Die Wirtschaftskommission des Nationalrats hat sich knapp gegen einen jährlichen Ausgleich der kalten Progression ausgesprochen. Mit Stichentscheid der Präsidentin Hildegard Fässler (SP/SG) sprach sie sich für den vom Bundesrat vorgeschlagenen Dreijahresrhythmus aus.

Nach Meinung der Kommissionsmehrheit würde ein jährlicher Ausgleich zwar der wirtschaftlichen Leistungsfähigkeit der Steuerpflichtigen am ehesten Rechnung tragen, wie die Parlamentsdienste am Mittwoch mitteilten. Sie befürchtet aber einen unverhältnismässigen Verwaltungsaufwand. Akzeptabel wäre für sie ein jährlicher Ausgleich allenfalls dann, wenn die Steuertarife auch bei einer negativen Teuerung angepasst würden. Die Kommissionsminderheit hingegen teilte die Befürchtung beim Verwaltungsaufwand nicht und vertrat die Auffassung, dass nur die jährliche Anpassung bestmögliche Steuergerechtigkeit biete.

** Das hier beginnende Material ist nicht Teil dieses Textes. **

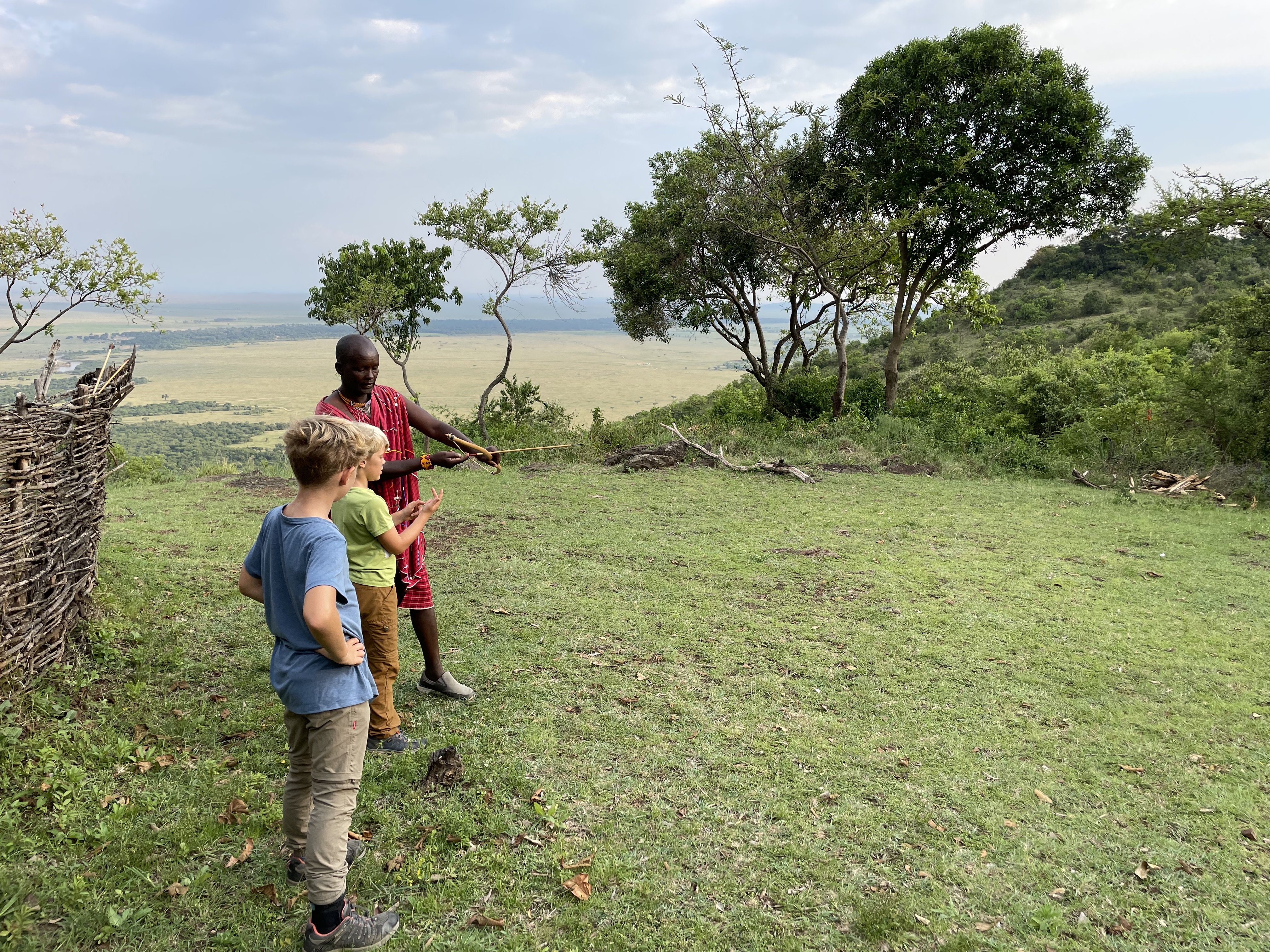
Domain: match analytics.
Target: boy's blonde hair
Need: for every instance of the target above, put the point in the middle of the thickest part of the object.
(371, 440)
(318, 447)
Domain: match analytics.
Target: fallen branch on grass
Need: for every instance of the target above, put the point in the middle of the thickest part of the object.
(780, 468)
(1084, 479)
(1171, 484)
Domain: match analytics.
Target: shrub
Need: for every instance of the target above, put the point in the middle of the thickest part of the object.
(138, 469)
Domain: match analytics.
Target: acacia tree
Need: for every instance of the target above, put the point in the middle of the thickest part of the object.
(971, 140)
(383, 292)
(684, 262)
(525, 244)
(784, 191)
(44, 280)
(1204, 204)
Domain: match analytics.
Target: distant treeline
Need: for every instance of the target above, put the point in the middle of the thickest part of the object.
(260, 334)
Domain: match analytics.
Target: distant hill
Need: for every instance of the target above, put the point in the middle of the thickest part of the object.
(257, 334)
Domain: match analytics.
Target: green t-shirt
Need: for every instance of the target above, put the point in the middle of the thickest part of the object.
(363, 517)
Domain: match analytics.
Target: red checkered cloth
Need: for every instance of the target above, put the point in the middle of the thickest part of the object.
(386, 411)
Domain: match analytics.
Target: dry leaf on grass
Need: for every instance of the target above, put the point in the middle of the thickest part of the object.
(580, 887)
(233, 812)
(268, 892)
(242, 857)
(1122, 927)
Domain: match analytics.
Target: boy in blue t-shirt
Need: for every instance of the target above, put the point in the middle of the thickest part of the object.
(299, 570)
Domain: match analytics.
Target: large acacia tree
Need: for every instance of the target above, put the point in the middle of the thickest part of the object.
(971, 140)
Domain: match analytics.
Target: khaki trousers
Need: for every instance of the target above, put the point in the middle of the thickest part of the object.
(326, 752)
(379, 637)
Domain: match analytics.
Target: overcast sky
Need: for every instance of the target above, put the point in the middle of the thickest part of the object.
(232, 143)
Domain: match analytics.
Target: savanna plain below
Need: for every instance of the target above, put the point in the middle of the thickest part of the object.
(878, 711)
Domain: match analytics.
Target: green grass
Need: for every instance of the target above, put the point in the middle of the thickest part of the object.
(823, 748)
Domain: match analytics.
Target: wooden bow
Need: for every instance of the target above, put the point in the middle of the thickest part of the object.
(475, 451)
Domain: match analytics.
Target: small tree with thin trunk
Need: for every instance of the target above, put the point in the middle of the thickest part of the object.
(44, 280)
(525, 244)
(784, 191)
(971, 140)
(383, 292)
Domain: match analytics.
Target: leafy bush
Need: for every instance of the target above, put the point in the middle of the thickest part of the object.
(138, 469)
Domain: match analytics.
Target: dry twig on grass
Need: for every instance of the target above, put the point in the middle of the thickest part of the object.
(1173, 484)
(780, 468)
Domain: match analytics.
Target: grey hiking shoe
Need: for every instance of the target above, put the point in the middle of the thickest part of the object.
(355, 931)
(296, 874)
(398, 744)
(446, 686)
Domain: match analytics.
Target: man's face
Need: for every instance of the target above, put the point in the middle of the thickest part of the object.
(360, 371)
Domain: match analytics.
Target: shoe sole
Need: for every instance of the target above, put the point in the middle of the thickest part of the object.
(385, 938)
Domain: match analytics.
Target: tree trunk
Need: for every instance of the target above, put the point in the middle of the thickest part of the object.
(500, 379)
(891, 369)
(840, 343)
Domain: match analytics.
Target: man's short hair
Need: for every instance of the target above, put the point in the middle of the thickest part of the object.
(318, 447)
(353, 344)
(371, 440)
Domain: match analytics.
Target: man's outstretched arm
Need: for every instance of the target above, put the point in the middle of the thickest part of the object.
(428, 426)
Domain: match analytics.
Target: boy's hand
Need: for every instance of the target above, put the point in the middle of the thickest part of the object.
(353, 653)
(431, 506)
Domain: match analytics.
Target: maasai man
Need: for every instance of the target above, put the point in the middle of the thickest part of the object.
(358, 362)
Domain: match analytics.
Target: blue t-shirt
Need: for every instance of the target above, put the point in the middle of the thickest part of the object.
(291, 557)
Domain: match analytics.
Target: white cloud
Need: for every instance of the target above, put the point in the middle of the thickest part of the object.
(1158, 40)
(91, 91)
(216, 112)
(395, 31)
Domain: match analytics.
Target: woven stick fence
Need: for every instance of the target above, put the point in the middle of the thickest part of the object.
(54, 460)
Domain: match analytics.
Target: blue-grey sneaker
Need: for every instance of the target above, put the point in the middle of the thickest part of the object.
(398, 744)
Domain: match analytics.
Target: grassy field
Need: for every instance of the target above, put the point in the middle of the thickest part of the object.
(879, 711)
(286, 379)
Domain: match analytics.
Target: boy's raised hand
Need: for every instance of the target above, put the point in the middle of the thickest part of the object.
(431, 506)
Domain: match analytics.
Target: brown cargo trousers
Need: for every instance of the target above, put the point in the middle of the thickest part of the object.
(326, 753)
(380, 638)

Chancenlos war ein Antrag, die Tarife erst bei einer aufgelaufenen Teuerung von vier Prozent anzupassen. Heute gilt eine Marge von sieben Prozent. Die Kommissionsmehrheit sprach sich ausserdem gegen die Koppelung der Vorlage mit der anstehenden Familienbesteuerungsreform aus, weil damit die Steuertarife erst 2011 und damit ein Jahr später als vorgesehen angepasst werden könnten. In der Gesamtabstimmung hiess die Kommission die Vorlage oppositionslos gut. Sie dürfte die Steuerzahler um rund 430 Millionen Franken entlasten.

Was kalte Progression ist

Von kalter Progression spricht man dann, wenn ein Einkommen mit einem höheren Steuersatz erfasst wird, obwohl es nur nominal - also im Ausmass der Teuerung - gestiegen ist. Damit steigt also die Steuerbelastung trotz gleich gebliebener Kaufkraft. Das letzte Mal wurden die Folgen der kalten Progression aufgrund des Indexstands der Konsumentenpreise Ende 2004 für das Steuerjahr 2006 ausgeglichen. Damals war seit Ende 1995 eine Teuerung von 7,6 Prozent aufgelaufen. (dapd)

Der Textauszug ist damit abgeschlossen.